WealthTV and top cable operators on Wednesday filed their respective post-hearing reply comments and findings of fact in WealthTV's program carriage complaint against the operators.
Those are essentially summaries from both sides pointing out the defects in their opponent's case and the superiority of their own arguments.
That should conclude the cycle of pre-hearing, hearing and post-hearing arguments, with the decision, in the hands of FCC chief ALJ Richard Sippel, though that will not be the final call. Sippel tried their complaint last month at the direction of the FCC, which sent the WealthTV case and two other complaints to the judge for a de novo trial after an initial bureau finding of program-carriage violations did not pass muster with a majority of the commissioners.
Sippel must now come up with a recommended decision and pass that along to the FCC commissioners, who must ultimately make the decision on the complaint. The filings Wednesday were trying to convince Sippel to either recommend denying the complaint or upholding a violation of the FCC's program carriage rules, depending on whose pitch it was.

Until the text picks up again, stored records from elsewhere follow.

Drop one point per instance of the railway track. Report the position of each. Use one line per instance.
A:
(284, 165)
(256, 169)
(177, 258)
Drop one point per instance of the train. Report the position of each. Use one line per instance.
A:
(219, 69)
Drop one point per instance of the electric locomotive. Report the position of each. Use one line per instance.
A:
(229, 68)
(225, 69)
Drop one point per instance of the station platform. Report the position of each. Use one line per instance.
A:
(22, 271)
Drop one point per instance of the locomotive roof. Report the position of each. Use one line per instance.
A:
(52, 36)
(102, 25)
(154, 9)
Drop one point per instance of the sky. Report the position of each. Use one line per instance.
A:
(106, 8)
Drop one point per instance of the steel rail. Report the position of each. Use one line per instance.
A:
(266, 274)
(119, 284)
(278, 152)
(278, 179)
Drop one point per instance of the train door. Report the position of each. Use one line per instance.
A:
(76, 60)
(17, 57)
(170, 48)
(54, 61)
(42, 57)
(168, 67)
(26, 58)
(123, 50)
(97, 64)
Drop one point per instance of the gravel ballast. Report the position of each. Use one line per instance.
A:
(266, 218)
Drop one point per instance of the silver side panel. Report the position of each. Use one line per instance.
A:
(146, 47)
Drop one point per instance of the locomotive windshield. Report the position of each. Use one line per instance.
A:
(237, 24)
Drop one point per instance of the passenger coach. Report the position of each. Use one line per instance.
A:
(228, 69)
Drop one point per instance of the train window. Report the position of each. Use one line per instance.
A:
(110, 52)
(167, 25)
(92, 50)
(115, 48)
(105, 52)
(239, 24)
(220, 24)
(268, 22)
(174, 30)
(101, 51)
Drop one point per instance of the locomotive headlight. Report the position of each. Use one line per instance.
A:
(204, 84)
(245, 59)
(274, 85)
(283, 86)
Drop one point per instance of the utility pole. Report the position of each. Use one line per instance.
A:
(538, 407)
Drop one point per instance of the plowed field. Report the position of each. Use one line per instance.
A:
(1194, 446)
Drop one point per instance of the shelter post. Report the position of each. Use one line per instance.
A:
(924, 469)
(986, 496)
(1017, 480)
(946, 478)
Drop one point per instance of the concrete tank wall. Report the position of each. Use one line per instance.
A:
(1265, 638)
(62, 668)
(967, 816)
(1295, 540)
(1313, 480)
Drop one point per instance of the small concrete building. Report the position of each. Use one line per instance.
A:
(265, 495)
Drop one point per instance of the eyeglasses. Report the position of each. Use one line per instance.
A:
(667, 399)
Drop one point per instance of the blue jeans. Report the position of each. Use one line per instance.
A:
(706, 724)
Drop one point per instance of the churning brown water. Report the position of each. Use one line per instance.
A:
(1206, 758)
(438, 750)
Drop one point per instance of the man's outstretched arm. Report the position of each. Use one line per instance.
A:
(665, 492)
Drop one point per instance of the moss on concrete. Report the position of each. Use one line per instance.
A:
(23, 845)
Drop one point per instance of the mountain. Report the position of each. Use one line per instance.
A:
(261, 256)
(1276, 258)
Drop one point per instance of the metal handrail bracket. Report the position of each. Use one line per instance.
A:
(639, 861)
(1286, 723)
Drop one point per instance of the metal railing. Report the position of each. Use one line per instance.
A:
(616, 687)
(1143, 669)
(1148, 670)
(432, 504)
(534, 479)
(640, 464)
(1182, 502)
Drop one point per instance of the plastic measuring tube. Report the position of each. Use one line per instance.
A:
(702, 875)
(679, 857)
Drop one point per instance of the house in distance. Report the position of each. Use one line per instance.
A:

Comcast, Time Warner Cable, Cox Communications and Bright House Networks filed jointly. They said that WealthTV had not produced any direct evidence that any of the MSOs had intentionally discriminated against WealthTV in favor of channels they owned. They said that was because they had not engaged in "unlawful ‘differential treatment' " of their own channel, the now-defunct Mojo network owned by In Demand, which is co-owned by the MSOs.
WealthTV parent Herring Broadcasting countered that the cable operators' refusal to carry its network had the effect of unreasonably restraining its ability to compete by denying it access to their collective 45 million subscribers, which WealthTV said constitutes about 70% of cable video subs.
Also outstanding is a program-carriage complaint against Comcast by the Mid-Atlantic Sports Network; Sippel presided over that hearing last month.
Sippel also presided over a third complaint, NFL Network vs. Comcast, but the FCC dismissed the complaint after the two settled their dispute with a new carriage deal that put NFL Network on a more widely viewed digital tier.